The WWII Memorial: Inadequate and Out of Place (The Washington Post)

By Charles Krauthammer, The Washington Post; Op-ed

Some causes are hopeless and yet still worth pursuing to the bitter end. And the bitter end comes soon for those who have for years opposed the ill-conceived World War II memorial. On Sept. 7, the National Capital Planning Commission, the last official body to rule, will undoubtedly vote to make it a fact.

After that, there will be lawsuits. One will claim that the site on which the memorial is to be established is, according to the National Park Service’s own studies, an integral part of the Lincoln Memorial and thus presumably inviolable.

This and the other suits will prove nothing more than delaying tactics–although we should cherish the few extra months they will provide before the memorial ruptures the harmony of the Mall.

How so? Because of the site. The proposed site is the Rainbow Pool, just beyond the Reflecting Pool that sits at the foot of the Lincoln Memorial. It is a magnificent space that offers a pristine vista stretching across the Mall from Lincoln to the Washington Monument to the Capitol.

The World War II memorial is to be erected directly in that line of sight. It will mar forever one of the most glorious spaces of any capital on the planet, a vast bucolic promenade stretching two miles from shrine to shrine.

The central problem remains today what it always has been: the disproportion in scale between the site, a modest patch of green, and the event, the greatest in American history since the Civil War. Anything modest enough to fit the site and not disrupt its subtle harmonies cannot do justice to the majesty of America’s struggle in the Second World War. Yet anything large enough to match the grandeur of World War II will necessarily dwarf and crush the site.
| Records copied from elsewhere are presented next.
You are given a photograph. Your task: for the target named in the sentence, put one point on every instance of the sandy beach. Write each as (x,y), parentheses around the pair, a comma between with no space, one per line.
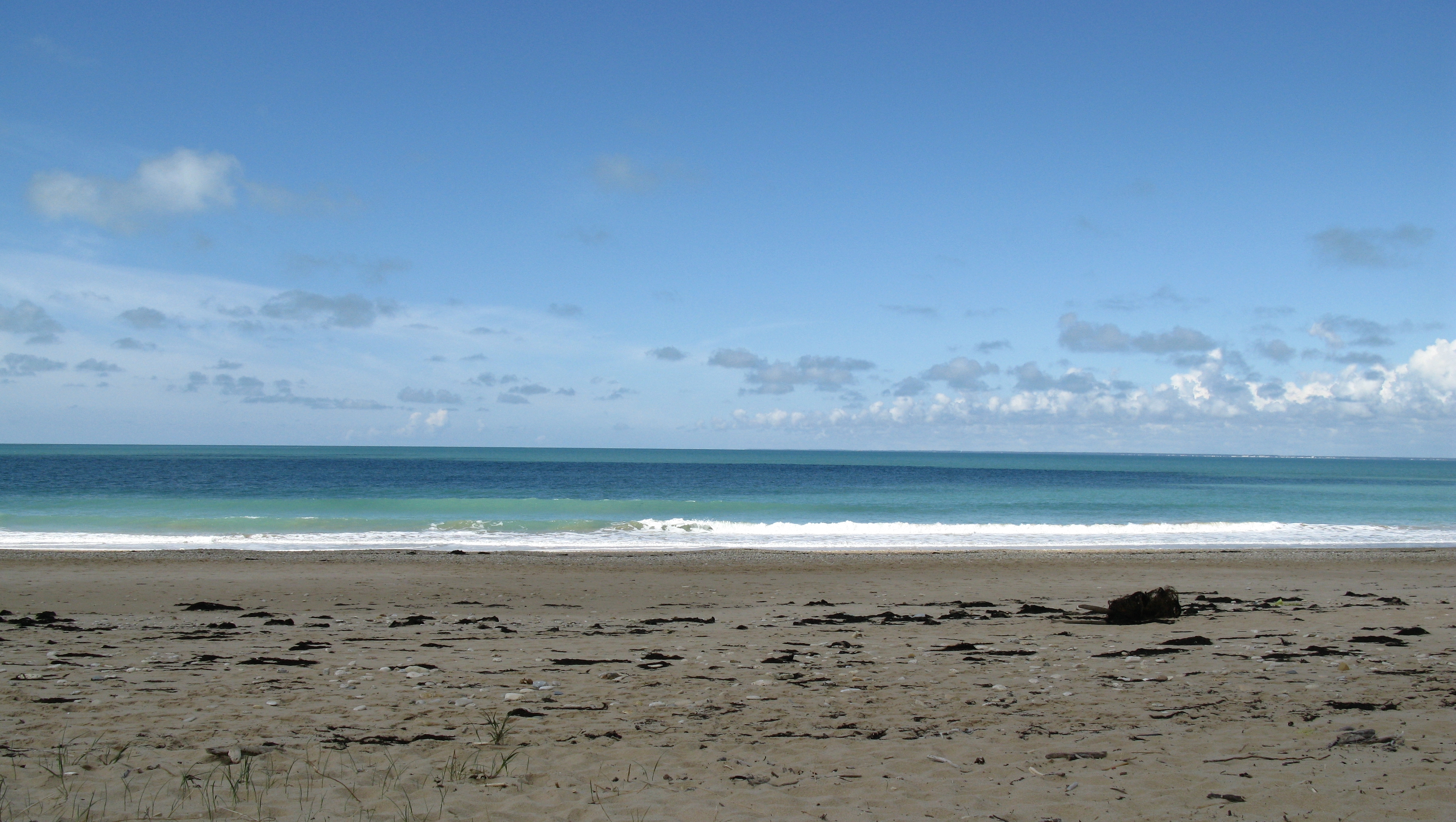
(726,685)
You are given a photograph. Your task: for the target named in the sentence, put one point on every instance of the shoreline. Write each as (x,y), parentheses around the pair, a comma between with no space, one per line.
(730,684)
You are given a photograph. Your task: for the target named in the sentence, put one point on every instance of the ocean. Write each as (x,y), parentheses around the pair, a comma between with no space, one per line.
(497,499)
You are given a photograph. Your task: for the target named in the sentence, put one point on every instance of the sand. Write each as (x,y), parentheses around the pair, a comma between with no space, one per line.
(726,685)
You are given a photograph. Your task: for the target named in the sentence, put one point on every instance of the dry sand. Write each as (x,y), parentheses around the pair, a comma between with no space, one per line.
(724,687)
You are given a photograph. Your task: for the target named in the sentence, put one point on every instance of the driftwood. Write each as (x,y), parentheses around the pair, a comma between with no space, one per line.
(1144,607)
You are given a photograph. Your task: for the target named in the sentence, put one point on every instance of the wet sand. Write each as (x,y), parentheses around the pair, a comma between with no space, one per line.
(726,685)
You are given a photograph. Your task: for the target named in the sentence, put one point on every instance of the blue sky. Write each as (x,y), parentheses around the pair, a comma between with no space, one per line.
(1120,226)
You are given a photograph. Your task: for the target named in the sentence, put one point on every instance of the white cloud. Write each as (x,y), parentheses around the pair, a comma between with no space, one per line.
(429,395)
(669,353)
(349,311)
(30,318)
(1371,248)
(1083,336)
(426,423)
(1425,388)
(181,183)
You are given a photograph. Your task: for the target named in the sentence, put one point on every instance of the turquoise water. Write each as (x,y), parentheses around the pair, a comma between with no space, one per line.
(614,499)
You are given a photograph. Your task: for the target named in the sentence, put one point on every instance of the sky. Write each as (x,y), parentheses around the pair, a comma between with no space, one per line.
(1168,228)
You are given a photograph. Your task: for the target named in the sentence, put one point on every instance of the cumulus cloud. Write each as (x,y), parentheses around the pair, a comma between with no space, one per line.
(427,395)
(101,366)
(1177,340)
(245,387)
(825,374)
(1033,379)
(181,183)
(736,359)
(909,387)
(1269,312)
(350,311)
(318,403)
(1334,330)
(1163,298)
(283,202)
(1371,248)
(429,423)
(914,311)
(1083,336)
(962,374)
(30,318)
(668,353)
(1276,350)
(1358,357)
(142,317)
(621,173)
(28,365)
(1423,388)
(371,272)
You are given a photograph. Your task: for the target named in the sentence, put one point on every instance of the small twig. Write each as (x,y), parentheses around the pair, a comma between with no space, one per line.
(1262,757)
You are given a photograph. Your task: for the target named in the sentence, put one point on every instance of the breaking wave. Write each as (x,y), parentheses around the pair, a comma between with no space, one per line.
(689,534)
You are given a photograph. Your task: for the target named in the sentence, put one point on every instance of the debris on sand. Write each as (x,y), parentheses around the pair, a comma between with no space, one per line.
(1144,607)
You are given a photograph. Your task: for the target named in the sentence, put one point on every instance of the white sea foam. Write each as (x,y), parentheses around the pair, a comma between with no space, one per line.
(682,534)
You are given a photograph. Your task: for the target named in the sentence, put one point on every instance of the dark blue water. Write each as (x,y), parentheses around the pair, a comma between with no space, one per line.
(566,499)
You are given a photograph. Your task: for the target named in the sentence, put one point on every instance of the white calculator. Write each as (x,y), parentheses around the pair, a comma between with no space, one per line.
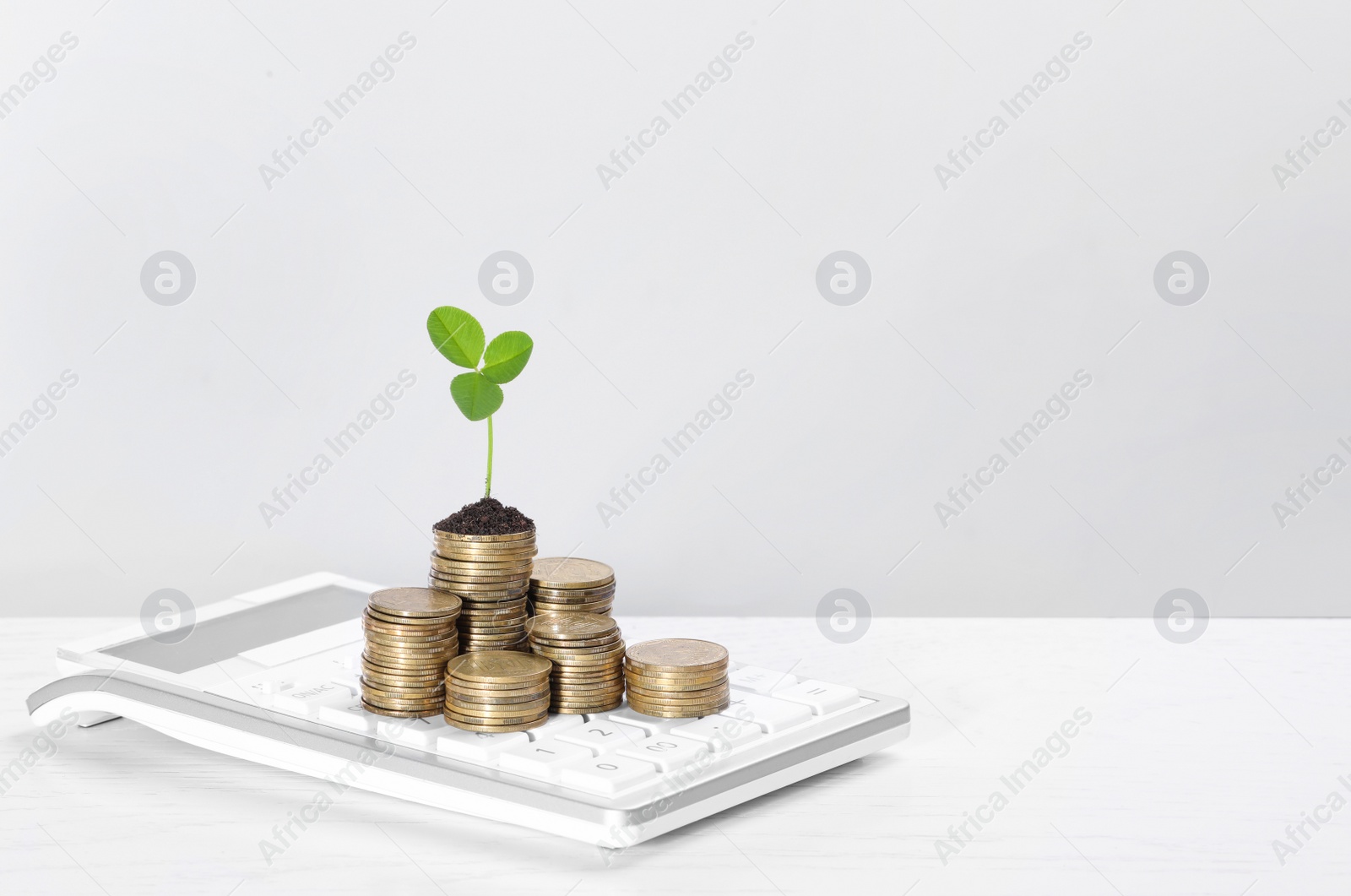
(270,676)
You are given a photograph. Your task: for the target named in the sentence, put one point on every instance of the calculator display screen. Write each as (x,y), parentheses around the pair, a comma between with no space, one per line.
(216,639)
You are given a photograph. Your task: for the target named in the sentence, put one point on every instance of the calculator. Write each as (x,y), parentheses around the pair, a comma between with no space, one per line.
(272,676)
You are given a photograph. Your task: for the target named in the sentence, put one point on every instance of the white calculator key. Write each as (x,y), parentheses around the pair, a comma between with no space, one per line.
(817,695)
(719,731)
(665,750)
(348,682)
(758,680)
(349,715)
(605,774)
(601,736)
(769,714)
(308,700)
(477,747)
(416,733)
(650,723)
(540,758)
(557,723)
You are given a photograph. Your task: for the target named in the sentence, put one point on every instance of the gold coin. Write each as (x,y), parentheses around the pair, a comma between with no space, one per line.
(399,714)
(497,729)
(496,709)
(571,626)
(676,714)
(414,601)
(411,706)
(583,655)
(506,551)
(650,686)
(412,666)
(587,706)
(418,633)
(410,639)
(481,594)
(506,537)
(581,709)
(686,696)
(499,668)
(384,695)
(399,682)
(475,646)
(573,682)
(504,687)
(483,561)
(502,635)
(393,682)
(592,693)
(429,649)
(405,662)
(585,699)
(513,619)
(495,698)
(601,684)
(571,572)
(504,608)
(479,576)
(578,649)
(573,594)
(456,567)
(599,610)
(677,654)
(473,718)
(372,616)
(692,709)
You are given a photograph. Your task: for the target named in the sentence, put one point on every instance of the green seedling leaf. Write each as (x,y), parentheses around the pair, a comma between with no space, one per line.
(457,335)
(476,395)
(507,356)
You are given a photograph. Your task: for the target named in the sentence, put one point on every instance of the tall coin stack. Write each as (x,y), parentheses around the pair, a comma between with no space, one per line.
(496,692)
(410,635)
(491,573)
(677,677)
(588,657)
(572,584)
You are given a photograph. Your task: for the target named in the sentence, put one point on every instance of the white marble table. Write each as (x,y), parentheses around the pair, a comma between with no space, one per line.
(1195,761)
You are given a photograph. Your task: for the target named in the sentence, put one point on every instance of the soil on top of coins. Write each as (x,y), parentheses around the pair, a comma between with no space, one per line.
(486,517)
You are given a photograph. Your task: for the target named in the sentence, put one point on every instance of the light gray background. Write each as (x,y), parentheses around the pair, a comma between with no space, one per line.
(650,295)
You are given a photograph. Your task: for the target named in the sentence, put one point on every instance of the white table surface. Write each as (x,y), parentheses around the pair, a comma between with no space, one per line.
(1196,760)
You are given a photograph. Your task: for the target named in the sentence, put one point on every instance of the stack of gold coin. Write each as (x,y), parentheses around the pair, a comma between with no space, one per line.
(410,635)
(588,657)
(572,584)
(677,677)
(496,692)
(491,573)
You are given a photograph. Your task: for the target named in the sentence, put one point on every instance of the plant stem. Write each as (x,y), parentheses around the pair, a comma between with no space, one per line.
(488,486)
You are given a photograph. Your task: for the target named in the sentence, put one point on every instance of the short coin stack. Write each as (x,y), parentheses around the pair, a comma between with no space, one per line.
(497,691)
(588,657)
(410,635)
(572,584)
(677,677)
(491,573)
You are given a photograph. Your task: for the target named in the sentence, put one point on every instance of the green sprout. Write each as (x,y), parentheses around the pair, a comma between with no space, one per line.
(479,394)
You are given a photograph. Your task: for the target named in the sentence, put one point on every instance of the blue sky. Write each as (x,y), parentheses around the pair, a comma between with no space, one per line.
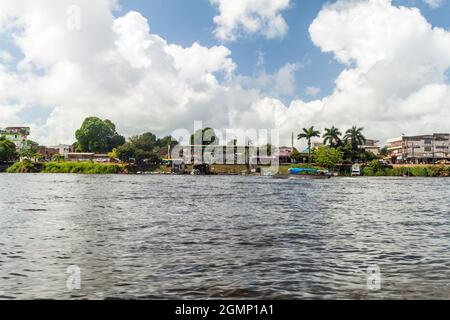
(184,22)
(239,76)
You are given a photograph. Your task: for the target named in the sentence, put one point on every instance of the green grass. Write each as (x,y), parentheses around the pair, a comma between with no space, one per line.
(21,167)
(284,169)
(66,167)
(419,171)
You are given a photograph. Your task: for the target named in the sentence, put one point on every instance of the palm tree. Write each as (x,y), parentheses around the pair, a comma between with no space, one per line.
(355,138)
(308,134)
(332,136)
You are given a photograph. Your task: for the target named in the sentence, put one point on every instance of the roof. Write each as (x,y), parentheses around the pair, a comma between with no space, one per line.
(81,154)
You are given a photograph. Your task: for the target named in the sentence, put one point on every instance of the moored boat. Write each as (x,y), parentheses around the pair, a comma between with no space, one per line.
(304,173)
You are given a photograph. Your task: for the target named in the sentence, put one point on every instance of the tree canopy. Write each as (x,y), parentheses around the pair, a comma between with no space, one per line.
(7,150)
(29,149)
(327,156)
(96,135)
(308,134)
(205,137)
(143,148)
(332,136)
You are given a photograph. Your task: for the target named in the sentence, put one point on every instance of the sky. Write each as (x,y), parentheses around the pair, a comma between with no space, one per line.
(160,66)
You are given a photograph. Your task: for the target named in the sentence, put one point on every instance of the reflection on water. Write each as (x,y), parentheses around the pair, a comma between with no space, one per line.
(223,237)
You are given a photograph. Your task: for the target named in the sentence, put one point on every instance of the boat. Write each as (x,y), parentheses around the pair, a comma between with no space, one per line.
(304,173)
(356,170)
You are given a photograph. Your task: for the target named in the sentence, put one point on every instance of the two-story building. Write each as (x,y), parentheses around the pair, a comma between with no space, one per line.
(17,135)
(419,149)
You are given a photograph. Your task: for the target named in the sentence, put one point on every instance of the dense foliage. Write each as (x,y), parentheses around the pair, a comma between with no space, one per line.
(7,150)
(144,148)
(328,157)
(99,136)
(205,137)
(66,167)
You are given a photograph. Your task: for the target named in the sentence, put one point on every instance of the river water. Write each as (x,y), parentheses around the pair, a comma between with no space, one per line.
(159,237)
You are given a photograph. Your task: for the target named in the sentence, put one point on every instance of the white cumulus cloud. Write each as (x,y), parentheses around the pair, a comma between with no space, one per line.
(394,79)
(244,17)
(434,3)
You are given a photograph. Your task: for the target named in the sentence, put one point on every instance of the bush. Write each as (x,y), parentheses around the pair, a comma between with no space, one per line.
(21,167)
(82,168)
(66,167)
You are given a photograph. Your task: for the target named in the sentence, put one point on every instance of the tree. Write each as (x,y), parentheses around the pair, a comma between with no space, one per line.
(266,150)
(7,150)
(328,157)
(308,134)
(367,156)
(167,141)
(332,136)
(96,135)
(296,156)
(143,148)
(29,149)
(146,141)
(355,138)
(204,137)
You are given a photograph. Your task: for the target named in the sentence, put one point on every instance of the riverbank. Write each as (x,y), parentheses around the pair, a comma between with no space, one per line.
(66,167)
(113,168)
(408,171)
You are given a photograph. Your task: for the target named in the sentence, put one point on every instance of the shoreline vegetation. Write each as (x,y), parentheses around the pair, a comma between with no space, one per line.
(373,169)
(146,153)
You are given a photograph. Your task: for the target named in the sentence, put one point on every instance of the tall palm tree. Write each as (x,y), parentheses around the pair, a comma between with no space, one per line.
(308,134)
(332,136)
(355,138)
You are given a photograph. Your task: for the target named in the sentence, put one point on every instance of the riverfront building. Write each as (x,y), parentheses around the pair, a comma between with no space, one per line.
(17,135)
(419,149)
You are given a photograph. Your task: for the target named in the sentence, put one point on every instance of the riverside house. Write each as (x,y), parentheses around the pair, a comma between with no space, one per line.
(425,149)
(17,135)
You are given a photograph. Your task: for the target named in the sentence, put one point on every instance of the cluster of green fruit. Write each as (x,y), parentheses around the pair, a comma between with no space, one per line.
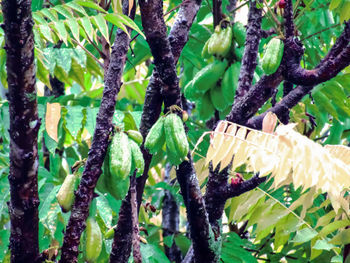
(272,56)
(214,86)
(122,158)
(169,129)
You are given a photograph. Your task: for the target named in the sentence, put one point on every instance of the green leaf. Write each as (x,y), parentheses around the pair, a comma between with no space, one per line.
(63,11)
(77,73)
(61,31)
(323,103)
(92,5)
(87,27)
(323,245)
(91,114)
(46,205)
(77,7)
(45,30)
(333,227)
(342,238)
(73,119)
(334,4)
(74,27)
(43,73)
(130,23)
(112,18)
(50,143)
(50,14)
(345,12)
(304,235)
(39,19)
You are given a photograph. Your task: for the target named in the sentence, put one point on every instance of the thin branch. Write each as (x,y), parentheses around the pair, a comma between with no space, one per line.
(247,106)
(288,17)
(250,51)
(178,37)
(92,171)
(88,52)
(326,70)
(319,32)
(135,221)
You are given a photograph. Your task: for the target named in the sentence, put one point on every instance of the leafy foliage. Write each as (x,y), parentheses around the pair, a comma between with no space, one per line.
(284,219)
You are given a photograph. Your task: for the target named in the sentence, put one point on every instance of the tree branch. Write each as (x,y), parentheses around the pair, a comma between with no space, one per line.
(248,105)
(92,171)
(324,71)
(156,36)
(202,236)
(250,50)
(170,220)
(24,126)
(135,221)
(178,37)
(288,18)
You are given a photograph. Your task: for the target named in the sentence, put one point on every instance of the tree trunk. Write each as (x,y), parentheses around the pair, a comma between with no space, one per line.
(24,126)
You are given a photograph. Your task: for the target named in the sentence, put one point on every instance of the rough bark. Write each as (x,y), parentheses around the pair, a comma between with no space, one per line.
(156,36)
(248,105)
(24,126)
(178,37)
(202,236)
(324,71)
(251,46)
(170,220)
(92,171)
(135,221)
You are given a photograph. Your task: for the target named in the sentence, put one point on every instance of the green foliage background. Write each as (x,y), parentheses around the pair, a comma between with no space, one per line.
(285,225)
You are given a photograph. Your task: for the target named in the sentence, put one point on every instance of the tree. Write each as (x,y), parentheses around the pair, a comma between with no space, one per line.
(111,87)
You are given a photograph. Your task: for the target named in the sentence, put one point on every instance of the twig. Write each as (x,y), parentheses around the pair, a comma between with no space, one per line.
(321,31)
(135,222)
(87,51)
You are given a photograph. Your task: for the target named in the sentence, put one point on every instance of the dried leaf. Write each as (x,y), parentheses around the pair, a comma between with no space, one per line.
(269,122)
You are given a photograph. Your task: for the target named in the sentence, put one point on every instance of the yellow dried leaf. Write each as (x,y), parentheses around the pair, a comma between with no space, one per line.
(340,151)
(216,140)
(269,122)
(53,115)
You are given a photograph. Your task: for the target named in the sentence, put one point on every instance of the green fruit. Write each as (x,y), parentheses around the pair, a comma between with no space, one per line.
(239,33)
(136,136)
(137,158)
(156,137)
(217,98)
(176,139)
(220,42)
(117,187)
(207,78)
(191,92)
(272,56)
(110,233)
(172,158)
(229,83)
(65,195)
(239,51)
(205,53)
(120,156)
(93,241)
(205,107)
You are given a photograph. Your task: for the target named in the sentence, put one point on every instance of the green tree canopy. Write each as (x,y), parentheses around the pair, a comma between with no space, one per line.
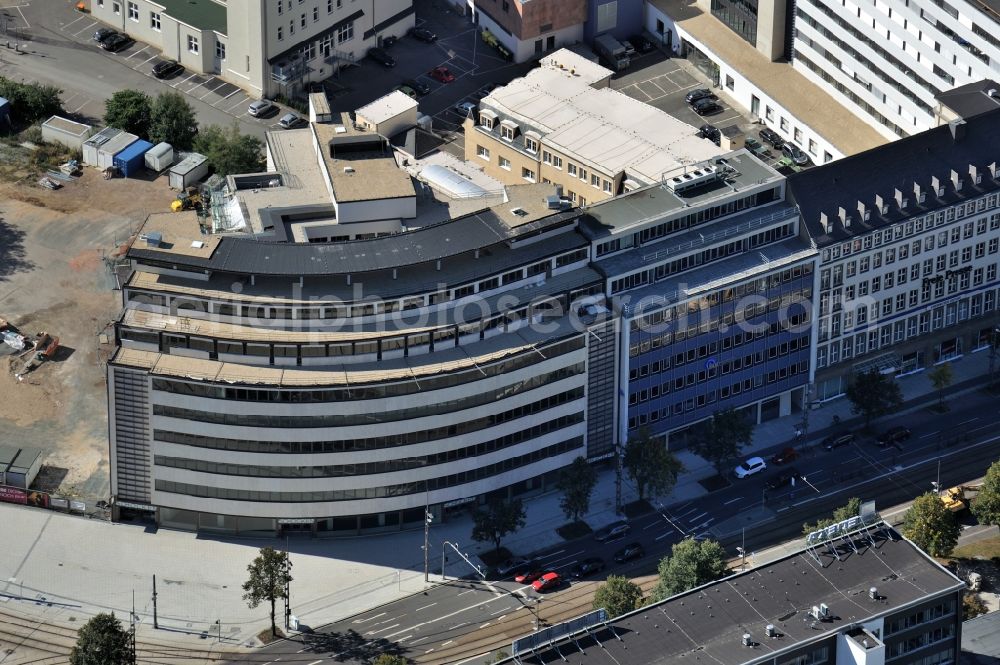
(691,563)
(721,438)
(618,595)
(851,509)
(498,519)
(269,573)
(652,467)
(101,641)
(576,482)
(228,151)
(172,120)
(130,111)
(874,395)
(986,505)
(930,525)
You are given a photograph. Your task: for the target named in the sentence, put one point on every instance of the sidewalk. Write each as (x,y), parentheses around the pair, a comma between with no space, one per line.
(47,574)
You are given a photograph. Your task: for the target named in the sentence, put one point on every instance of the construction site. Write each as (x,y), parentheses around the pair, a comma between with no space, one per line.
(60,262)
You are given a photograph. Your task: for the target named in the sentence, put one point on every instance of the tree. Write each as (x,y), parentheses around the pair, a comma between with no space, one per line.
(722,437)
(129,111)
(30,101)
(986,505)
(652,467)
(228,151)
(497,520)
(618,595)
(576,482)
(101,641)
(941,377)
(851,509)
(270,574)
(930,525)
(691,563)
(172,121)
(874,395)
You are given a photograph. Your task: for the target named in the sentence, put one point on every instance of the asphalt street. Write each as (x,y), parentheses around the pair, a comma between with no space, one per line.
(462,619)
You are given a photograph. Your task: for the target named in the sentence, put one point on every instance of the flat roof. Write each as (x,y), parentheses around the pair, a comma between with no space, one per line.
(201,14)
(648,204)
(601,128)
(707,623)
(386,107)
(805,100)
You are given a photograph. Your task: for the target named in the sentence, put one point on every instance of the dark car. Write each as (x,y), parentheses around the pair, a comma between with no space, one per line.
(380,56)
(167,68)
(641,44)
(629,552)
(770,136)
(586,567)
(783,478)
(893,436)
(698,93)
(837,440)
(706,107)
(612,532)
(418,87)
(423,34)
(785,456)
(116,42)
(102,34)
(794,153)
(711,133)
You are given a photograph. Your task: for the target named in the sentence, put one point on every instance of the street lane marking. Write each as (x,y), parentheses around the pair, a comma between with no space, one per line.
(369,618)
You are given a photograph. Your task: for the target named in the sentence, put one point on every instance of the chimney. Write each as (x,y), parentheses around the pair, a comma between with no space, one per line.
(901,200)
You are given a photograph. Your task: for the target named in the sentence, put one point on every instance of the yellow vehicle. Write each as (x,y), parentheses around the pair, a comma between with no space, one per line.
(956,499)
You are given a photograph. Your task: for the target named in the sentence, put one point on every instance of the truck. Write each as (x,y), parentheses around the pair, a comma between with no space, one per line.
(612,52)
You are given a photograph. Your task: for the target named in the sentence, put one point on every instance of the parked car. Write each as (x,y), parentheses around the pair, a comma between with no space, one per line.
(514,565)
(837,440)
(629,552)
(116,42)
(102,34)
(750,467)
(260,108)
(783,478)
(167,68)
(771,137)
(442,75)
(893,435)
(706,107)
(710,132)
(423,34)
(698,93)
(612,532)
(381,56)
(641,44)
(588,566)
(420,88)
(465,108)
(528,577)
(794,153)
(785,456)
(547,581)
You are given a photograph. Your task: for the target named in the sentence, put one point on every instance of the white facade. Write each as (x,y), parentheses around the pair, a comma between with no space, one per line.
(886,61)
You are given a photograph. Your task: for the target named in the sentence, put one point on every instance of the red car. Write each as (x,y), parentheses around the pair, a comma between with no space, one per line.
(529,577)
(442,75)
(546,582)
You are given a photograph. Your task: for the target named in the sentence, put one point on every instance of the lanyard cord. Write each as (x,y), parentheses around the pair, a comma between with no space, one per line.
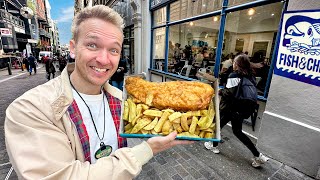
(104,113)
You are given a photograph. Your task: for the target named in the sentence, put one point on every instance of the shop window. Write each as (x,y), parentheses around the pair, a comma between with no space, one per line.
(253,32)
(160,16)
(192,47)
(158,53)
(238,2)
(188,8)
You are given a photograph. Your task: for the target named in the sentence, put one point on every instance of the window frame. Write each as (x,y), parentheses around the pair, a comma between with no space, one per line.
(223,15)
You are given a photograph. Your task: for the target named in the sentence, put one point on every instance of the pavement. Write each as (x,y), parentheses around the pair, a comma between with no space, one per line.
(185,162)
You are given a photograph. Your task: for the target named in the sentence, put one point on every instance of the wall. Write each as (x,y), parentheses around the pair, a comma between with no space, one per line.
(290,130)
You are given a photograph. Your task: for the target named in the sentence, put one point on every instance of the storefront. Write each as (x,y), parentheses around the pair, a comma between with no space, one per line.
(192,35)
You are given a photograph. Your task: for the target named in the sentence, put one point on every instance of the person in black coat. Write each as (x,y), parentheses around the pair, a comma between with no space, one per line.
(118,76)
(32,63)
(231,111)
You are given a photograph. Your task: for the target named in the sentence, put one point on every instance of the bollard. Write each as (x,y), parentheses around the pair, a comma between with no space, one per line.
(9,69)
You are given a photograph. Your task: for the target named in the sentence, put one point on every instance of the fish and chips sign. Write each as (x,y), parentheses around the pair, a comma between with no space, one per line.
(298,55)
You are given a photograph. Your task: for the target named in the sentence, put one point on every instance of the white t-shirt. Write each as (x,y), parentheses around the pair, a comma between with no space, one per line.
(95,104)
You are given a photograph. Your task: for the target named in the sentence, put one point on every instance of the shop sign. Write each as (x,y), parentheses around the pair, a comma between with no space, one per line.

It is because of that contradiction that the late Rick Hart, who sculpted the “Ex Nihilo” tympanum at the National Cathedral and the figures at the Vietnam Memorial, proposed an alternative: a grand monument to be erected directly across the Potomac from the Mall on an unused circle at the entrance to Arlington Cemetery. The circle could be the site of a triumphal arch or some other unapologetically bold architectural element, and the surrounding area could house a museum, making the memorial a place not just for contemplation but for education of future generations.

The site on the Mall originally had an underground museum, too. But it had to be scrapped because its size and weight, and the resulting traffic and congestion, would have grossly violated the serenity of the Mall.

The memorial was then accordingly and repeatedly scaled down. Until we now have what? A pool with an as yet unknown architectural element in the center, surrounded by 17-foot-high granite columns with wreaths. There will be 56 of these, representing the states and the territories.

In the desperate search for some subdued element, the plan chooses to represent states. What in God’s name does this have to do with the Second World War? States? The Civil War was about states. Half the country is littered with monuments to the 54th Massachusetts or the 20th Maine or the 2nd Texas.

In the 1860s, Americans fought in state militias as representatives of their states. But the 1940s? The great war was forged from the contributions of farm boys and physicists, Brahmins and working men, women and blacks, immigrants and industrialists.

These were the sinews of war. If there were a museum, as there would be at a more suitable site, these would be the subject of study and exposition. (How the war, for example, was an incubator for the later emancipation of women and African Americans.) States? Have you ever read a paper titled “Idaho and the Second World War?”

There will be other elements added. A stone wall making it nearly impossible to walk directly east-west across the Mall. Two arches representing the Atlantic and Pacific fronts, rising a monstrous 41 feet above the Mall, dwarfing everything around. And more.

No matter. It will be built. And we will come. In reverence. We will go there to pay homage to the generation that waged the most monumental, most unequivocally righteous struggle in history. But we will feel a tinge of sorrow that, because of its location, their memorial necessarily could not rise to adequately represent the grandeur of their achievement.

They did, after all, save the world. They deserve better.